If someone has reproducers, please throw everything you have at #41477
Change https://golang.org/cl/255879 mentions this issue: compress/flate: fix corrupted output
@klauspost fixes mine from https://github.com/golang/go/issues/41420#issuecomment-694217284
Does anyone have a test case that can be included within the standard repo?
It sounds like testing this requires a large (multi GB) input, which presumably also takes considerable CPU time to deflate/reflate. So if the test needs to be disabled by default that's fine. The test input needs to either be synthesized locally or downloaded as-needed from the network though.
If test would somehow change bufferReset it would mean a smaller reproducer could be used. Alternatively, maybe it's possible invoke reset or shiftOffset manually from tests?
Also, maybe there's some input that deflates/inflates relatively fast?
Was AFK and preoccupied.
Alternatively, maybe it's possible invoke reset or shiftOffset manually from tests?
Yeah. Probably a reasonable thing (shiftOffsets, reset clears the history). I will see if I can add a reasonable test with this.
Also, maybe there's some input that deflates/inflates relatively fast?

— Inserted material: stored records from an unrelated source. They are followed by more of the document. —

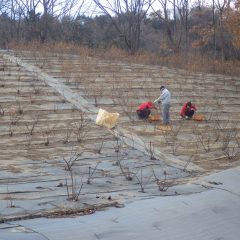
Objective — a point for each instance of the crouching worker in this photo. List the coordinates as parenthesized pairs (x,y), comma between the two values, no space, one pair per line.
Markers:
(188,110)
(144,110)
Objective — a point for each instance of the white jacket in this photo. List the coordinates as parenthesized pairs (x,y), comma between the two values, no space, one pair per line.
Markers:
(164,98)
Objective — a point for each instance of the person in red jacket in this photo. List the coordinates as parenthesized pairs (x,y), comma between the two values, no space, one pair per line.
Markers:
(144,110)
(188,110)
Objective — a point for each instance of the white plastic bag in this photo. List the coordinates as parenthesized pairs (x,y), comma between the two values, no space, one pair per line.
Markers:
(106,119)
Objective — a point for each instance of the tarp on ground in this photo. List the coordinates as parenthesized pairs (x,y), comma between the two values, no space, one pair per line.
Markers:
(107,119)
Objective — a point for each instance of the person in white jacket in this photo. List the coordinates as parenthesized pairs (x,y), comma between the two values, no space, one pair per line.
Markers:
(164,99)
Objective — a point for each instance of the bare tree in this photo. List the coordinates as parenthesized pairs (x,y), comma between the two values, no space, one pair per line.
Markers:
(127,17)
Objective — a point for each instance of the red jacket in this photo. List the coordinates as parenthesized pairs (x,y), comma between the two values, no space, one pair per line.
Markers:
(146,105)
(185,108)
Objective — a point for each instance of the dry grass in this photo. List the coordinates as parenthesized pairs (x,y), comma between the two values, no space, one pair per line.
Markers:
(193,62)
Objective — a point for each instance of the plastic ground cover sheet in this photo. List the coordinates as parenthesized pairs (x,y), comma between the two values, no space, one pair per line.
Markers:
(107,119)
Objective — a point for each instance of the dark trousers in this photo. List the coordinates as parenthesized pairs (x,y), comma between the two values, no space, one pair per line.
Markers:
(189,113)
(143,114)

Zeroes. Should also be doable. Encode a MB of semi-compressible content. A bit more than 2GB zeroes and re-add some semi-compressible content that should find matches in the first part if broken.
However, decompressing 2GB will probably be by far the slowest. I could see that part taking several seconds, even with this.
PR/CL updated with a test that catches the regression and sanity tests a few more things.
Friendly ping as this issue has the Soon label.
@mdempsky Are you able to take another look at the updated CL?
I commented on the CL. I think it's good, but I had a few questions to double-check that I understand the code correctly.
Change https://golang.org/cl/266177 mentions this issue: [release-branch.go1.15] compress/flate: fix corrupted output
Most helpful comment
It is unclear to me whether this issue is about the compressed output simply being different or that the compressed output is actually invalid (i.e., cannot be decompressed). Can you please clarify?